GOVERNMENT MISMANAGEMENT MUST BE AT HEART OF BANKING INQUIRY
July 5, 2010
Fianna Fáil has opted for a flood of bank inquiries, to distract attention from the fact that every single one of them is being carefully constructed to ignore the role played by Fianna Fáil Taoisigh and Ministers in Ireland’s banking collapse. What Minister Brian Lenihan now proposes is no less than three separate inquiries: a sworn commission of investigation; a report from the Oireachtas Joint Committee on Finance; and an ‘external review’ of the Department of Finance.
However, under the Lenihan proposals, only the banks, their accountants and the Central Bank and Financial Regulator will face the rigours of a sworn inquiry into default or dereliction.
He insists that the action – or inaction – of central Government and its civil service advisers should be dealt with only by way of a 10-year performance review, dealing with systems, structures and processes.
This is a clear attempt to shield this Government from any investigation into its own accountability for blindly steering our economy and people into catastrophe, for the second time in a generation.
The most basic need for any inquiry, statutory or non-statutory, is that the outcome must be credible. This means that both the persons chosen to conduct the investigation and the terms of reference given to them must stand up to independent scrutiny and give rise to public acceptance that the report will be sound and reliable.
But an inquiry such as this one, that omits a principal participant completely from its remit, will lack all credibility.
It is unacceptable that the Lenihan terms of reference should sate baldly – and I agree with him, so far as he goes – that there were serious failures on the part of the Central Bank and the Financial Regulator but should then seek to exclude any finding of similar failure on the part of the Government, the Minister or the Department.
I agree with Governor Honohan that the sworn inquiry should concentrate with finding out what went wrong in each financial institution.

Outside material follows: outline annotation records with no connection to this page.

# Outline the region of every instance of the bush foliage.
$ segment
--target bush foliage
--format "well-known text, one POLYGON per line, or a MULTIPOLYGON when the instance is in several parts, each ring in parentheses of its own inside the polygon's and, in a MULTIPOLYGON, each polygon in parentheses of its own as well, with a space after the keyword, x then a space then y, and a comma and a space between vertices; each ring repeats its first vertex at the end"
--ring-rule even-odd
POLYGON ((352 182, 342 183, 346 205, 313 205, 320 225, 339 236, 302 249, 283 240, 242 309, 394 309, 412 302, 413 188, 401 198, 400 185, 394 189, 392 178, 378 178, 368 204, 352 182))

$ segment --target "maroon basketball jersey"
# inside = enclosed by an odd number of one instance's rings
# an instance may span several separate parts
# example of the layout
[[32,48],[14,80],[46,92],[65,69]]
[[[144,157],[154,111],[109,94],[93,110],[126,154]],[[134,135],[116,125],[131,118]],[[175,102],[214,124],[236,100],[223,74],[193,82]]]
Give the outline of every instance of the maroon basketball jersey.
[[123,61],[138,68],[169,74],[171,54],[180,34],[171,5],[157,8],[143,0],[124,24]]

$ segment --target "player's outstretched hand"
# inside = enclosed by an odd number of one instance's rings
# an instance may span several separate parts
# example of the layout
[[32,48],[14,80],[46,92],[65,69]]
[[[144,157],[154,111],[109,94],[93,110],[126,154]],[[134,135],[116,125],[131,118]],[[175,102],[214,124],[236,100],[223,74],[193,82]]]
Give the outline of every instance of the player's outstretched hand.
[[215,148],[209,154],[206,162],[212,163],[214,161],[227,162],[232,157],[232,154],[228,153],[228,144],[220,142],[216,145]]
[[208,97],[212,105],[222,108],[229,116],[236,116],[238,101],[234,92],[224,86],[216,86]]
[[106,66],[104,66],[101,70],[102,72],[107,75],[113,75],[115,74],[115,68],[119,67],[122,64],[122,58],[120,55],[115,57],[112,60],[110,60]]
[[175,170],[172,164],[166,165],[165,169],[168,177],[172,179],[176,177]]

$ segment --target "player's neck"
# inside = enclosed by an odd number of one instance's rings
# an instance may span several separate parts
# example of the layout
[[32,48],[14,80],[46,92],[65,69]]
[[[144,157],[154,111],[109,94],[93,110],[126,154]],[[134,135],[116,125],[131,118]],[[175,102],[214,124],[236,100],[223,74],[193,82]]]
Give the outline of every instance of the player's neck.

That approach must also include an inquiry into what went wrong in the bodies that were meant to regulate those institutions.
And I and the Labour Party insist that that approach must also inquire into the actions of those responsible and politically accountable for the policy framework imposed on our regulators and for the smooth and effective running of our regulatory regime.
Otherwise, there will be no credibility of outcome.
I also believe there is a political consensus that the commission of investigation should have manageable terms of reference and should operate economically in terms of time and resources. It is absolutely critical that the scope of the investigation be designed so as to bring maximum added value and avoid the waste of taxpayers’ money.
In an effort to be helpful and to further that consensus, I am publishing what I believe are the minimum changes needed to the Government’s draft terms of reference for that commission, so as to enable the exercise to be credible.
These amendments would enable the Commission’s scope to be extended to cover the role of the Minister for Finance, the Government and the Department of Finance.
If the Minister wishes to reach the necessary consensus on how to proceed, he needs to stop playing with the committee and the opposition spokespersons and to sit down and hammer out an agreement.
Commission of Investigation into the Banking Crisis
Labour Party Amendments to Draft Terms of Reference
1. In respect of the credit institutions that are covered institutions (pursuant to the Credit Institutions (Financial Support) Scheme 2008 (S.I. No. 411 of 2008) the main causes of the serious failures, within each of those institutions, to implement and adhere to appropriate standards and controls (including checks and balances), in the context of corporate governance and prudent risk management policy and procedures.
(Note: delete “such as would have avoided the requirement for the provision of exceptional financial support from the State”. Even with appropriate controls, standards, checks and balances, it is likely there would have been a need for some ‘exceptional financial support’ for the banks from the State.)
3. The nature, extent and quality of the information sought by and provided to the external auditors of each of the covered institutions in relation to the failures referred to in paragraph 1 or the business models and strategies and business and lending practices referred to paragraph 2; whether the external auditors commented in their audit reports or other communications to the institutions on those matters; and whether there was any failure to conduct external audits to the appropriate legal, regulatory and professional standard.
(Note: this is an expanded version of the Government’s draft, so as to include the issue of compliance by accountants with appropriate legal, regulatory and professional standards.)
5. The nature, extent and quality of the information available to the Minister for Finance and his officers in relation to the matters referred to in paragraphs 1 to 4, and the use made of that information.
6. Whether there were failures, and if so their main causes, in the performance of the statutory roles and responsibilities of the Minister for Finance and his officers in relation to –
a. monitoring the performance of the Central Bank and Financial Services Authority of Ireland in respect of the regulation and supervision of the covered institutions and the maintenance of financial stability,
b. policy and legislation on the regulation of the financial services sector and the stability of the financial system,
c. the response to and management of the banking crisis, up to 15January 2009, and
d. overall budgetary policy, economic policy, economic forecasting and taxation policy,
to the extent that such failure contributed to conditions leading to the banking crisis and the crisis in the public finances of the State.
(Note: paragraphs 5 and 6 are new and are focussed on the actions and inactions of the Minister for and Department of Finance, both in the run up to and management of the banking crisis.